12.Nov.2019

Pensioni. Il “FondoSanità” premiato per maggior rendimento

Il futuro delle pensioni è sempre più incerto. Colpa anche della precarietà del lavoro. Non è solo questione di età. Preoccupa anche l'eventualità di di percepire pensioni troppo basse e si affaccia la paura di ritrovarsi in vecchiaia senza la sicurezza economica auspicata. A spaventare è anche la differenza tra lo stipendio percepito e l'assegno pensionistico. Per questo si stanno facendo sempre più strada i fondi pensionisti complementare. E tra questi spicca FondoSanità, il Fondo Pensione Complementare a capitalizzazione dedicato ai professioni sanitarie che il 17 ottobre scorso, nell'ambito di "Milano Finanza Insurance & Previdenza Awards 2019”, è stato premiato con il TRIPLA A per avere conquistato il 1° posto nella categoria - "Fondi pensioni negoziali: Fondi pensione a maggior rendimento medio a 10 anni”, pari, nello specifico, al 7,3% annuo. 

Ma "FondoSanità non è stato solo il fondo complementare con il più alto rendimento medio in Italia; è anche quello con il migliore rendimento in assoluto", precisa Carlo Maria Teruzzi, presidente dell'Ordine dei Medici (Omceo) di Monza e Brianza e da oltre 10 anni impegnato, con diversi incarichi, all’interno del Fondo di cui è diventato presidente nel 2017.

Teruzzi si è detto “orgoglioso” del premio e, soprattutto, “dei risultati raggiunti dal Fondo Sanità per creare le condizioni migliori per offrire ai professionisti della sanità un fondo complementare vantaggioso”. Al fondo, peraltro, evidenzia Teruzzi, possono aderire anche i soggetti fiscalmente a carico degli iscritti, a cui viene offerto la possibilità di mantenere la propria posizione individuale presso il Fondo anche in assenza di contribuzione o provvedendo al versamento di contributi volontari.

E i vantaggi non finiscono qui, perché chi vuole aderire a FondoSanità può contare su costi di gestione tra lo 0,26% e lo 0,31%, “valori nettamente inferiori a quelli dei Fondi aperti, i cui costi oscillano tra lo 0,60% e oltre il 2%”, evidenzia Terluzzi.

Anche per questo FondoSanità piace ai giovani professionisti.
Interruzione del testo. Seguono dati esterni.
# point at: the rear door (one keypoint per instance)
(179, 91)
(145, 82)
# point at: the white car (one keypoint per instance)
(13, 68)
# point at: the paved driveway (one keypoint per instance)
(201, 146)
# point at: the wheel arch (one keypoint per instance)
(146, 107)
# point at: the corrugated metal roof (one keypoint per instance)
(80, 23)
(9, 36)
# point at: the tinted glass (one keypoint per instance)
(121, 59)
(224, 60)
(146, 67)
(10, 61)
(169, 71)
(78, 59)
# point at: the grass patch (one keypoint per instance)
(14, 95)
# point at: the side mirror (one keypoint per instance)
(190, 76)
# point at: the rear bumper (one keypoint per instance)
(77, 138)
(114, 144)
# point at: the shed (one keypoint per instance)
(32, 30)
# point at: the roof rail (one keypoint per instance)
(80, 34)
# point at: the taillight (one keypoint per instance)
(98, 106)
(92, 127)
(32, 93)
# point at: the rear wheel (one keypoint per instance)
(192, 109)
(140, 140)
Del resto, spiega il presidente, “in un momento in cui la libera professione ha profili di precarietà, la nostra priorità è garantire una pensione a tutti i giovani e questa particolare attenzione ci ha fatto raggiungere percentuali di adesione del 35% annuo tra i giovani professionisti laddove la media nazionale si aggira attorno all'8 - 10%”, aggiunge il presidente”.

Grazie a risorse messe a disposizione dall’Enpam, tutti i medici e i dentisti fino a 35 anni di età possono iscriversi a FondoSanità senza costi di ingresso. Un vantaggio, quello dell’iscrizione gratuita, che quest’anno è stato esteso anche agli studenti del quinto e sesto anno dei corsi di laurea di Medicina e Odontoiatria che hanno aperto una posizione presso il loro ente previdenziale di categoria.

Gli iscritti a FondoSanità al 31 ottobre scorso 2019 erano 6.715. Per la maggior parte si tratta di medici e odontoiatri, 5.995 (il "Fondo" nasce nel 2007 dalla trasformazione del "Fondo Pensione Complementare a Capitalizzazione per i dentisti”), i farmacisti sono 70, i veterinari 29, gli infermieri 66, gli studenti 15. Ben 536, infine, le iscritti fiscalmente a carico.

Fondo Sanità, evidenzia il presidente, è gestito “in maniera rigorosa e per fini esclusivamente previdenziali e non speculativi, essendo un fondo non a scopo di lucro”.

La sfida del futuro è estendere il fondo anche ad altre categorie libero professioniali. “Vogliamo ampliare la nostra base di adesione e accogliere nel nostro fondo anche tutti gli altri liberi professionisti purtroppo ancora privi di un fondo a loro dedicato”, spiega Teruzzi evidenziando l’importanza di offrire al maggior numero di professionisti possibile “un paracadute per il loro futuro”.

I comparti di investimento di FondoSanità sono tre: "Scudo" che ha un grado di rischio basso ed è indicato per chi privilegia la stabilità del capitale; "Progressione" ha invece un grado di rischio intermedio con un portafoglio costruito in modo bilanciato; "Espansione" è infine il comparto dal grado di rischio medio-alto e risponde alle esigenze di chi cerca rendimenti più elevati nel lungo periodo ed è disposto ad accettare un'esposizione al rischio elevato. Fondoanità non richiede investimenti minimi.